Archbishop of York on ‘changing attitudes’

In the wake of the Occupy the London Stock Exchange protest outside St Paul’s Cathedral, the Archbishop of York has issued a ‘Call to re-establish a fairer society’ in which he highlights the social consequences of huge pay differentials and tax avoidance by wealthy companies and individuals:

In addition to regulation, he believes that there needs to be ‘a wider recognition of inequality as an ethical issue’, and that the current task is ‘to change attitudes’ – the phrase sounds familiar – to excessively high incomes and the accumulation of private wealth.

But what about other inequalities, such as the one we are preoccupied with in Changing Attitude, concerning the lack of equality for LGB&T people in the Church of England in which the Archbishop is a conspicuous leader?

Archbishop Sentamu wearing a hoodie

Interestingly, the Archbishop refers to this very issue at the end of the article where he cites other recently successful attitudinal changes as a hopeful sign of what can be achieved:


‘Changes in public attitudes can take place quite quickly. Over the last few decades racism has lost its respectability and is seen as unacceptable. The same applies to homophobia (the irrational fear of homosexuals) and discrimination against women. My belief and trust is that a society which has shown itself capable of making such rapid changes to attitudes in these areas will also prove capable of recognising that our society will work best when we recognise that as human beings we are all, fundamentally of equal worth and members of one society. Let us do it. Let us do it now.’

Stirring stuff! But when are these changes in social attitudes going to impact on the Church of England where we are still debating women bishops, and where, just four years ago, a commission, commissioned by the Archbishop himself, along with the Archbishop of Canterbury, declared the Church of England to be ‘institutionally racist’?
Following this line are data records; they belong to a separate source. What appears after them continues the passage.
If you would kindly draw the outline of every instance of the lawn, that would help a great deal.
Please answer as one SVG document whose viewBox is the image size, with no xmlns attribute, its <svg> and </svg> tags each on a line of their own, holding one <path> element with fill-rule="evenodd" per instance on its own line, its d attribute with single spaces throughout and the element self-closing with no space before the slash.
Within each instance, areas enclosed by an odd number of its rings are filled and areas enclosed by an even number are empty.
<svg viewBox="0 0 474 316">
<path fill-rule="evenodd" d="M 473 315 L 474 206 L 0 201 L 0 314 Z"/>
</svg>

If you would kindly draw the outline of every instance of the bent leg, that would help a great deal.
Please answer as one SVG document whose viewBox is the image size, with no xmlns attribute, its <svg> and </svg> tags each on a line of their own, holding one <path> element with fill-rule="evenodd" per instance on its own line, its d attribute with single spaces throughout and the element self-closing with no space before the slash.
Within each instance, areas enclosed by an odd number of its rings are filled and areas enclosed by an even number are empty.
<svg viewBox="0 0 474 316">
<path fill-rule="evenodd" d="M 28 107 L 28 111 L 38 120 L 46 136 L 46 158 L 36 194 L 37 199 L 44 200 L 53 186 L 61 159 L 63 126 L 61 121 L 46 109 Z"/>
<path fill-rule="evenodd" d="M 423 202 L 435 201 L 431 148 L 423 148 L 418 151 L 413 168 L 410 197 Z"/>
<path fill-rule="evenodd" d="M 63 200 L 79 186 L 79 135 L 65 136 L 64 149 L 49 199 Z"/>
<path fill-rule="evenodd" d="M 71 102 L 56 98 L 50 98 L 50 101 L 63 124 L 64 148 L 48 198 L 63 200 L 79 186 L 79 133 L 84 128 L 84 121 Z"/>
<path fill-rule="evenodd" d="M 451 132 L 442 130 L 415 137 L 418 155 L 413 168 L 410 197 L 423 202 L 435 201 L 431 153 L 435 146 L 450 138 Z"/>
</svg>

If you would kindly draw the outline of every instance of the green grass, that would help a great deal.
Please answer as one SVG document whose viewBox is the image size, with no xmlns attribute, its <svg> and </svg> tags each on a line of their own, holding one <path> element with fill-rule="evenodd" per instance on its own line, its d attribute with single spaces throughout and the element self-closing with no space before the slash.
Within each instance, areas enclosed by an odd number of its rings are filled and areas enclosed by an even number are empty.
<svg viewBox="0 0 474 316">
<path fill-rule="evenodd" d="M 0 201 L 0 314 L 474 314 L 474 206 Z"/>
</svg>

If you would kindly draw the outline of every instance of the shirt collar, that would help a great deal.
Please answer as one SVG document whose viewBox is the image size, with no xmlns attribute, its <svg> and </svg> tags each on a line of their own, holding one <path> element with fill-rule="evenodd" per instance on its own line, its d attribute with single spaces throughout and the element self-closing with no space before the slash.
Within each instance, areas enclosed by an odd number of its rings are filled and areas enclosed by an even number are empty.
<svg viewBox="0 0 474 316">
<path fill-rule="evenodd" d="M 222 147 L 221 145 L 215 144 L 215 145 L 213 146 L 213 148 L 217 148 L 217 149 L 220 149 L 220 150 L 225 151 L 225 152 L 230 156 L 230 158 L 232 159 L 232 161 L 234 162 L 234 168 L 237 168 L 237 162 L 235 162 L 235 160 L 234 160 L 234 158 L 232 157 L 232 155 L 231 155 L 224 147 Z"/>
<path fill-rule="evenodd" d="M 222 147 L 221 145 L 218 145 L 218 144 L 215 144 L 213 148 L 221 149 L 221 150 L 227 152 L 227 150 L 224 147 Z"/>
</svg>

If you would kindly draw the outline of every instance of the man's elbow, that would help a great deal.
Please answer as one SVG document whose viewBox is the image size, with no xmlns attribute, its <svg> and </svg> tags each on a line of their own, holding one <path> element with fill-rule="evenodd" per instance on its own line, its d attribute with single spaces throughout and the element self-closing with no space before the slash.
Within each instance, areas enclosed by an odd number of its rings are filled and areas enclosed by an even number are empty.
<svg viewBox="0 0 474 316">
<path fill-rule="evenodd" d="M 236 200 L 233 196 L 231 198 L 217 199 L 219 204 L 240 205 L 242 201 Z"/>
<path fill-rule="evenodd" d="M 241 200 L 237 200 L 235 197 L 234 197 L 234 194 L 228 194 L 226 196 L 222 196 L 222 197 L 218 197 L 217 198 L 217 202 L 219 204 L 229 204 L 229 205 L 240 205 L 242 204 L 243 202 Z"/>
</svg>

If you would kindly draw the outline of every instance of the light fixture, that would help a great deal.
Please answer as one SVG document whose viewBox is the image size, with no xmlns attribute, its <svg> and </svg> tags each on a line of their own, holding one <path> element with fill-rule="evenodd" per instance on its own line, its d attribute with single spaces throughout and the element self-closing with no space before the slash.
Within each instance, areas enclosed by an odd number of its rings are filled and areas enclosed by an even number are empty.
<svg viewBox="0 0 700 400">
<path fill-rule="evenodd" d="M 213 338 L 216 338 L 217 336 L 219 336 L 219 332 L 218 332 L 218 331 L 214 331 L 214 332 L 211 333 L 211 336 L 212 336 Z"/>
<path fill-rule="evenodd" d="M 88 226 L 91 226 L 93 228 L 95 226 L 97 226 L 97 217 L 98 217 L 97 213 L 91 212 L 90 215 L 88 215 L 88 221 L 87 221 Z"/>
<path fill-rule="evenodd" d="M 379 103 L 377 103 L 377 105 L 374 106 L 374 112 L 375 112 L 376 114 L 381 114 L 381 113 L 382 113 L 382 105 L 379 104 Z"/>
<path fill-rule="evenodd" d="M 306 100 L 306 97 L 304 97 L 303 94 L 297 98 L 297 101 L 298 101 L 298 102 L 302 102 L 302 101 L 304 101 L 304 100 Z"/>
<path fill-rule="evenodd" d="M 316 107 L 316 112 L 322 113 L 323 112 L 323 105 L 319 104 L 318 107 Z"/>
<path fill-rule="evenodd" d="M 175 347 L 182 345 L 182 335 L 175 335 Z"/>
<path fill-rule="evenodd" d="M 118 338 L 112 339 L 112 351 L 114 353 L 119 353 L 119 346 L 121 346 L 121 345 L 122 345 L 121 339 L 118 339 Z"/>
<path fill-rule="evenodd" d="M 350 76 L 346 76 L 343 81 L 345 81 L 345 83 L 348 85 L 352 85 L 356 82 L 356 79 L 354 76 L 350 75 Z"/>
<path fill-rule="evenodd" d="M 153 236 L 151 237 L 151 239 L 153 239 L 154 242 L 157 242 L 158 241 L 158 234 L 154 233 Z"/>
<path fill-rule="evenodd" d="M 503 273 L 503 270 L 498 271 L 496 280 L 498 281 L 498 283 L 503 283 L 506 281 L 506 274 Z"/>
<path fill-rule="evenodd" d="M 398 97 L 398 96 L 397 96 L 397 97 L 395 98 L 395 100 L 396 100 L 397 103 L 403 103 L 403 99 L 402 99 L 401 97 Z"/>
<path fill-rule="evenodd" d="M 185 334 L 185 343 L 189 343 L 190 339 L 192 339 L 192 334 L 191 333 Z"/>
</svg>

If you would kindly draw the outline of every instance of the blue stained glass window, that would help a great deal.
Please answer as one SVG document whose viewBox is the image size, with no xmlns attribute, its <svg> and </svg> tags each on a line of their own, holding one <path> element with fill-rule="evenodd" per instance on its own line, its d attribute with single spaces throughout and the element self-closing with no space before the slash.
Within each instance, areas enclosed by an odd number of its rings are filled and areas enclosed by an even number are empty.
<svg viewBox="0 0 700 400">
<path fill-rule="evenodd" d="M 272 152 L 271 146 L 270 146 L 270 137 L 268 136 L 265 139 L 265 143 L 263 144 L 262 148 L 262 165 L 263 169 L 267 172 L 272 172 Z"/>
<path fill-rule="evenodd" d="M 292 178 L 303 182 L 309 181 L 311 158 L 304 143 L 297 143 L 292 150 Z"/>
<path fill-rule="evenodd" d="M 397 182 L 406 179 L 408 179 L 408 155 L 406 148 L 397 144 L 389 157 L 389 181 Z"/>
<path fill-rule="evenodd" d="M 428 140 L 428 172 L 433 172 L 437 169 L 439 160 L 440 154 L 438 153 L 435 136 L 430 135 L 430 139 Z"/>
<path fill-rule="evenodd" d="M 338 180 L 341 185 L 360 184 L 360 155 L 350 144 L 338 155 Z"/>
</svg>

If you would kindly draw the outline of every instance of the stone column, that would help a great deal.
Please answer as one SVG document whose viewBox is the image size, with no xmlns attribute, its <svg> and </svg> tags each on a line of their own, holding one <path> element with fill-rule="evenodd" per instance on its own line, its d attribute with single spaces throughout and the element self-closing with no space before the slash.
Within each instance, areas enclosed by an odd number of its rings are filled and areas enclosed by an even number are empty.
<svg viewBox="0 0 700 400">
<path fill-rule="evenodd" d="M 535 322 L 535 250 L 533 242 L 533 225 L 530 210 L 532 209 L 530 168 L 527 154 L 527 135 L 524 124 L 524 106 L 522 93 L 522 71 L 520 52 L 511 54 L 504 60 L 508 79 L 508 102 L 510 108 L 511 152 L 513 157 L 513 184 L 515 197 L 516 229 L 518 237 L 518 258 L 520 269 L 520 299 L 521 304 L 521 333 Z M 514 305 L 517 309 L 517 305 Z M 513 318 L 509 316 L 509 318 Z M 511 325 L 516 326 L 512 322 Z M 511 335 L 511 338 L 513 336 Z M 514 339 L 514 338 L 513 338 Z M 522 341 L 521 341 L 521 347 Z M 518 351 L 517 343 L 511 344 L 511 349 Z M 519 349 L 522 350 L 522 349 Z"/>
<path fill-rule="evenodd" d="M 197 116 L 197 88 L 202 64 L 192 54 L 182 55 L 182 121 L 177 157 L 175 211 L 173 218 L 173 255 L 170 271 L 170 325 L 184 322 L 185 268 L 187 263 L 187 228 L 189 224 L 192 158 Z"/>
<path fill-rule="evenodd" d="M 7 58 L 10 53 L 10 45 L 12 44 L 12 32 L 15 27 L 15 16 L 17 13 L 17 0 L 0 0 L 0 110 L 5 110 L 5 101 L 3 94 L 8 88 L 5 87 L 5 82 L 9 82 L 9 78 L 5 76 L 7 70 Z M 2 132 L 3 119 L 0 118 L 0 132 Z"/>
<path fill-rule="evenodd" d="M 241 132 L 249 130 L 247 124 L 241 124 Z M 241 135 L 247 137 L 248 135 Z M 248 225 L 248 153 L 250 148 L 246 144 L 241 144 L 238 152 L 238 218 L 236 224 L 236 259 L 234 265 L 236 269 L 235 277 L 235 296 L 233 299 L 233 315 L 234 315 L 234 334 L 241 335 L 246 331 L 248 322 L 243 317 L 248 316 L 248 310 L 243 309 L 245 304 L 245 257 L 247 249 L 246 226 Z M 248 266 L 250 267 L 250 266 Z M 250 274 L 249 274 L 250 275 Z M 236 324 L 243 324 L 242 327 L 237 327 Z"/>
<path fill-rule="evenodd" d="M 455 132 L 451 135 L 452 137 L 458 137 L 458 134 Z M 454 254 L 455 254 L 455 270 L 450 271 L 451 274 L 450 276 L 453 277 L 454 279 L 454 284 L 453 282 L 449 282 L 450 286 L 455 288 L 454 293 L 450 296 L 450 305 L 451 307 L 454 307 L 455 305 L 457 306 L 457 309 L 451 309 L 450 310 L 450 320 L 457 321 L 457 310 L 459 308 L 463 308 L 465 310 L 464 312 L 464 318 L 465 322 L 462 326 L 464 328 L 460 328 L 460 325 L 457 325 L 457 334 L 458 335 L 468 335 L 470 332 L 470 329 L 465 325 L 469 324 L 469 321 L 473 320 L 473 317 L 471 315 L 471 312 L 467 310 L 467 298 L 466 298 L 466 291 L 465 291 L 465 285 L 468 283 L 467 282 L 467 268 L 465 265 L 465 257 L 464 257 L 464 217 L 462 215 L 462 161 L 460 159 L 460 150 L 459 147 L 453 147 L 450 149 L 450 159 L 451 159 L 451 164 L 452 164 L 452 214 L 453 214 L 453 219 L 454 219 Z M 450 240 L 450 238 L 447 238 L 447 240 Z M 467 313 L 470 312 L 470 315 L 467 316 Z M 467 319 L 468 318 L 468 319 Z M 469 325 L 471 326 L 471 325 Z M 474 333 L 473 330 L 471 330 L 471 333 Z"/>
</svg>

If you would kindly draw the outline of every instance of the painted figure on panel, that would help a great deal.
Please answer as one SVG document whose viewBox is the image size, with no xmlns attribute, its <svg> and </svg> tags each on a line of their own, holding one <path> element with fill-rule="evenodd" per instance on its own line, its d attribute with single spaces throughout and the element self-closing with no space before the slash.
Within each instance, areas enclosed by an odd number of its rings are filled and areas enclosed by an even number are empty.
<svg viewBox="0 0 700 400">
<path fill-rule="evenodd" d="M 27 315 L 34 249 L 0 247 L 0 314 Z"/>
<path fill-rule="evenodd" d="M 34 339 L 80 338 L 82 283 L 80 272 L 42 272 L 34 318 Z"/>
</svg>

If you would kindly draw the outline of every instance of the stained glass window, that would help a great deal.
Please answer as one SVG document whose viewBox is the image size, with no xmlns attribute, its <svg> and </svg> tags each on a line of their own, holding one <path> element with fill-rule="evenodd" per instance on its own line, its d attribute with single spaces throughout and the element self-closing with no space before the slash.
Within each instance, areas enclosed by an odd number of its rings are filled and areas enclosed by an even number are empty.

In my opinion the Church of England is also institutionally homophobic by which I do not imply  a fear of homosexual people necessarily, but that there is inequality of access or inclusion for those who identify as lesbian, gay, bisexual, or – and here we should add ‘institutionally transphobic’ – transgender. This is just some of the evidence for that statement:

  • The moratorium on blessing same-sex couples in Church
  • The moratorium on civilly-partnered clergy being candidates for the episcopate
  • The requirement during the ministerial discernment process – whether or not it is imposed –  that candidates should ‘submit’ to the teaching of Issues in Human Sexuality
  • The fact that this requirement is also made of those who work in the Church’s central institutions, including episcopal candidates, leading, in many cases, to perjury

With structures like this, and a half-hearted listening process, it is an enormous challenge changing attitudes but it is happening, thanks to the very social changes that the Archbishop mentions. In fact, the diocese of York has actually been inspirational in modelling the listening process but things are only going to change at an institutional level if the two archbishops, along with the other Bishops, and the General  Synod, put their weight behind it. Why should they? Well, to be honest, any call for a more equal distribution of wealth is going to ring rather hollow, when the Church of England is itself unable to demonstrate equality of opportunity regardless of race, gender or sexual orientation.

 So, to quote Archbishop John, ‘Let us do it. Let us do it now.’






  1. Kate says

    “The same applies to homophobia (the irrational fear of homosexuals) and discrimination against women.”

    — I think misrepresentative bit in brackets says everything here – of course homophobes aren’t “irrationally afraid” of gay people (it’s hardly like being scared of spiders). The fact that the church is up to its neck in homophobia prevents him from more simply writing ‘The same applies to discrimination against LBGT people and women’

    • Paul Emmons says

      That homophobes are afraid of gay people is demonstrated (at least in the U.S.) by their terming opposition to marriage equality as “defense of marriage”. They argue that if same-sex marriage is allowed, it will somehow spoil their own mariages. If that isn’t fear, then you have an unusual definition of the word.

      • Christina Beardsley says

        Hi Paul, Looking back now there is great irony in the Archbishop John’s comments here. Only this week he himself has been subjected to racist abuse and many people are now naming the discrimination against women that appears to behind the endless protracted debates in the Church of England about women and the episcopate. Homophobia too, sadly, is ‘alive and kicking’ but some people who have ‘issues’ with same-sex attraction often point out that they do not have an irrational fear of gay people. Maybe we should press them to explain the visceral nature of their objections – as opposed to the more ‘rational’ appeal to Scripture texts – if it is not actually fear.

          • Christina Beardsley says

            I often use homophobia or transphobia as shorthand but I can see the argument that it is too vague/imprecise/can be sidestepped by those who claim ‘but I’m not fearful of you’. A very specific word such as ‘discrimination’ is less easy to duck.